Development Workflow¶
The Development workflow is Morphix's general-purpose orchestration engine. It handles everyday software engineering tasks — from "create a Flask API" to "refactor this module" — by decomposing your request, routing it to the right agents, executing subtasks, and aggregating results.
Pipeline Overview¶
When you submit a task in Development mode, Morphix runs a 6-stage pipeline:
TaskAnalyzer → Decomposer (3-5 subtasks) → AgentRouter → Agent Loop (ReAct) → Supervisor → Aggregator
Stage 1: TaskAnalyzer¶
The TaskAnalyzer inspects your query and classifies it:
- Complexity: simple, medium, or complex
- Type: simple_conversation, creative, analyst, executor, planner, investigator, or mixed
- Orchestration decision: whether the task requires full orchestration or can be handled as a simple conversation
Results are cached in an LRU cache (500 entries, 5-minute TTL) for faster repeat queries.
Stage 2: Decomposer¶
The Decomposer breaks your task into 3–5 actionable subtasks.
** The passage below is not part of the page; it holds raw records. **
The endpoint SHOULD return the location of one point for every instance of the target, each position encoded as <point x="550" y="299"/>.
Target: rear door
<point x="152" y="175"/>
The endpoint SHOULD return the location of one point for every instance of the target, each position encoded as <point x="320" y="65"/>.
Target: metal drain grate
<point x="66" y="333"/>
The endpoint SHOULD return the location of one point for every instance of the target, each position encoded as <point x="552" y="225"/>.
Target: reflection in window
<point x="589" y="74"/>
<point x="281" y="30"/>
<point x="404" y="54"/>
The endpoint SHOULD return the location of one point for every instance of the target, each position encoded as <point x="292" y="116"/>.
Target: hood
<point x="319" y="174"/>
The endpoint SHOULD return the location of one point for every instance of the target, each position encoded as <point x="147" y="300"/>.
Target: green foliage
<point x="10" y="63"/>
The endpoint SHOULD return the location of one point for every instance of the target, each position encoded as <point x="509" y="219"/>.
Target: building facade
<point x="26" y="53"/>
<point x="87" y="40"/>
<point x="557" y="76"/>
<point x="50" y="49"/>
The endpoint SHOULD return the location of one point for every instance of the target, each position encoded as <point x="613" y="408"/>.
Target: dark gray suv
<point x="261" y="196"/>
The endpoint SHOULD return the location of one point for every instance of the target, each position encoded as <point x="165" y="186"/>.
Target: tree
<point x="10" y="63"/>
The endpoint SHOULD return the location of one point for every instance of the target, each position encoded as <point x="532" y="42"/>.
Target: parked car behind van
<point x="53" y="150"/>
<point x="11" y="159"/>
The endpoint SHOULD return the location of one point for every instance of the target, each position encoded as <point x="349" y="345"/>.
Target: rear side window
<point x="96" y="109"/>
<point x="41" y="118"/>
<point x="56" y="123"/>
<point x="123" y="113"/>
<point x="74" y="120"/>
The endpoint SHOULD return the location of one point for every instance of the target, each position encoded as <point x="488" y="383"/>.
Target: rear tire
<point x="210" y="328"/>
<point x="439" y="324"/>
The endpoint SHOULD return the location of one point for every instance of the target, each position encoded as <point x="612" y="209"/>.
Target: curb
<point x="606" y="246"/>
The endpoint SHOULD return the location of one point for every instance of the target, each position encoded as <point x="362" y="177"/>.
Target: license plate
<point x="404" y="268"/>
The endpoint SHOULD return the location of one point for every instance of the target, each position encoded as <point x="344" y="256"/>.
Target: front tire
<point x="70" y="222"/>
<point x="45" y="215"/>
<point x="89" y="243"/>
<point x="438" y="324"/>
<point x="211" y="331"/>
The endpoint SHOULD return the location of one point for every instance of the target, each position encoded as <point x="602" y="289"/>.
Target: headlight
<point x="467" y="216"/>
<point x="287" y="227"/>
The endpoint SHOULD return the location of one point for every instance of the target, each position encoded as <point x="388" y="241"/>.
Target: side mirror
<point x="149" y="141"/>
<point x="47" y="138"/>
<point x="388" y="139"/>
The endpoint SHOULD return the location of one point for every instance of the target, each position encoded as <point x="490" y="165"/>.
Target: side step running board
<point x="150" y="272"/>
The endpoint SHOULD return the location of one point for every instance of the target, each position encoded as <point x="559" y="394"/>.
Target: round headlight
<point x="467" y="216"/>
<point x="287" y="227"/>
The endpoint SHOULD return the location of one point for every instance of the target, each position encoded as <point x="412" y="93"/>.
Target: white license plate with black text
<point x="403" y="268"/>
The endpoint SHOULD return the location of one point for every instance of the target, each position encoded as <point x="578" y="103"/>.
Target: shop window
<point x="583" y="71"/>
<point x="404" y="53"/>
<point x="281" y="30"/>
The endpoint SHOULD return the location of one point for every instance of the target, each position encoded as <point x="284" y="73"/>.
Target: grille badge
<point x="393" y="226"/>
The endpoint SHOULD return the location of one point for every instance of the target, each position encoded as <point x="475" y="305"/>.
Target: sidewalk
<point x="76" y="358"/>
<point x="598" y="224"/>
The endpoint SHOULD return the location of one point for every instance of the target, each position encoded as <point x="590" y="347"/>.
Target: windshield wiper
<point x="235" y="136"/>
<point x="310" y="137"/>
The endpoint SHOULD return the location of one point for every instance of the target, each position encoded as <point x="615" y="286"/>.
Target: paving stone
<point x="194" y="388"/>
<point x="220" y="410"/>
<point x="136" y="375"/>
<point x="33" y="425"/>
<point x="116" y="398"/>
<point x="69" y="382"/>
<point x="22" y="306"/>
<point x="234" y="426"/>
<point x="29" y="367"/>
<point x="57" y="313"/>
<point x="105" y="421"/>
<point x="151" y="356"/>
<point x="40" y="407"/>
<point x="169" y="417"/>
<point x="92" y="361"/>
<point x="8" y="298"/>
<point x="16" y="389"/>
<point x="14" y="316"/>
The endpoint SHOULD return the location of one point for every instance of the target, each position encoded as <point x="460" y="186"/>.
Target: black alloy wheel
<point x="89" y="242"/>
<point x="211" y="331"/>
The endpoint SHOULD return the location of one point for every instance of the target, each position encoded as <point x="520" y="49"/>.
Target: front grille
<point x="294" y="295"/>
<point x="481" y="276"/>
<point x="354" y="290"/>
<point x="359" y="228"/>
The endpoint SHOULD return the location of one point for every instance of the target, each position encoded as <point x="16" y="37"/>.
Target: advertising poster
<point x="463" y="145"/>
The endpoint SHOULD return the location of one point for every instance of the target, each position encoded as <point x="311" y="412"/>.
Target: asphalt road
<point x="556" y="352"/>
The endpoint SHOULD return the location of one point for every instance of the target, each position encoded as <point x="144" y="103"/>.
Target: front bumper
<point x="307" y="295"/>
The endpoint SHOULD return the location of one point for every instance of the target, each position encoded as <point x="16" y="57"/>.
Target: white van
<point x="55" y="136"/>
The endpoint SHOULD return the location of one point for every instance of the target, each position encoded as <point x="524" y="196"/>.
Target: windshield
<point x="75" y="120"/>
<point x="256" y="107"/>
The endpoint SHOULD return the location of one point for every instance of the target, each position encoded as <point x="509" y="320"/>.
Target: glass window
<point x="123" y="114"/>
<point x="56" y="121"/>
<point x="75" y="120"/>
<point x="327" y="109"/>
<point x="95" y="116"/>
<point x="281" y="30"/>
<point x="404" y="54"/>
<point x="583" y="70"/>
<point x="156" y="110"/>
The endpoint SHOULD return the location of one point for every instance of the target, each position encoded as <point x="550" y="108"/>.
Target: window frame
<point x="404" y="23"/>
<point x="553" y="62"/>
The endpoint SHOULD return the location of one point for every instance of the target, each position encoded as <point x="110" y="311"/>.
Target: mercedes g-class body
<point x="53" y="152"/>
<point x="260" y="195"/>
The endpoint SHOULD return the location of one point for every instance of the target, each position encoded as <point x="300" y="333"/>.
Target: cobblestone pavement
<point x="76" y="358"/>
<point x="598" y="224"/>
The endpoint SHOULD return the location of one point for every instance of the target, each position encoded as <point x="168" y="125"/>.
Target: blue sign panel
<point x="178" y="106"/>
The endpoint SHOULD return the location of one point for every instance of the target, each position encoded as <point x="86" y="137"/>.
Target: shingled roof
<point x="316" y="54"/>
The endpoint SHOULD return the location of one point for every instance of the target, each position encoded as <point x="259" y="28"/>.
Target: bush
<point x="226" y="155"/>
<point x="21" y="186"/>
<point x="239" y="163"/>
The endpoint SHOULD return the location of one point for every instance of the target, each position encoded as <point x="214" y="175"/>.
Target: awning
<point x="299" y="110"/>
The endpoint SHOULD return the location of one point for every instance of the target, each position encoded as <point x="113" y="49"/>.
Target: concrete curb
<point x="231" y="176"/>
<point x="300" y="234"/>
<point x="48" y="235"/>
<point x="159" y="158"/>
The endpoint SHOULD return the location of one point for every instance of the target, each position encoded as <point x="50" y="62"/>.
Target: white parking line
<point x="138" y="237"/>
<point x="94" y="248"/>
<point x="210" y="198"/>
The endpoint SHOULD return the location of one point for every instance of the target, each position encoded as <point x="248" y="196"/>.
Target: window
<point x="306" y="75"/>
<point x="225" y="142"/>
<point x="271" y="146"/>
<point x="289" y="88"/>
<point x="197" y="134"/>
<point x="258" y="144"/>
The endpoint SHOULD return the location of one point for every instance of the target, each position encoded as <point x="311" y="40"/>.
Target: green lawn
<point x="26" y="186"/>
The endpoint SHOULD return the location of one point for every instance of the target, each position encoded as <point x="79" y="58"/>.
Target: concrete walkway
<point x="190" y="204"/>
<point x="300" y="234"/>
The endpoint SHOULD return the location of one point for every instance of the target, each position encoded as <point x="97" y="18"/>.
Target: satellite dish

Each subtask is a clear, specific instruction for a single agent.
Subtasks are sequential — each depends on the previous one completing successfully. The decomposer adapts its output based on whether this is a new task or a follow-up in an existing conversation (sets is_follow_up=True for modifications/extensions vs. greenfield creation).
Stage 3: AgentRouter¶
For each subtask, the AgentRouter selects the best agent based on:
- Subtask description and keywords
- Task primary type from TaskAnalyzer
- Allowed agents from the workflow template
Stage 4: Supervisor¶
The WorkflowSupervisor reviews all router selections and corrects assignments where needed. This Safety Net check prevents mismatches like assigning the analista (read-only) to a code-writing subtask.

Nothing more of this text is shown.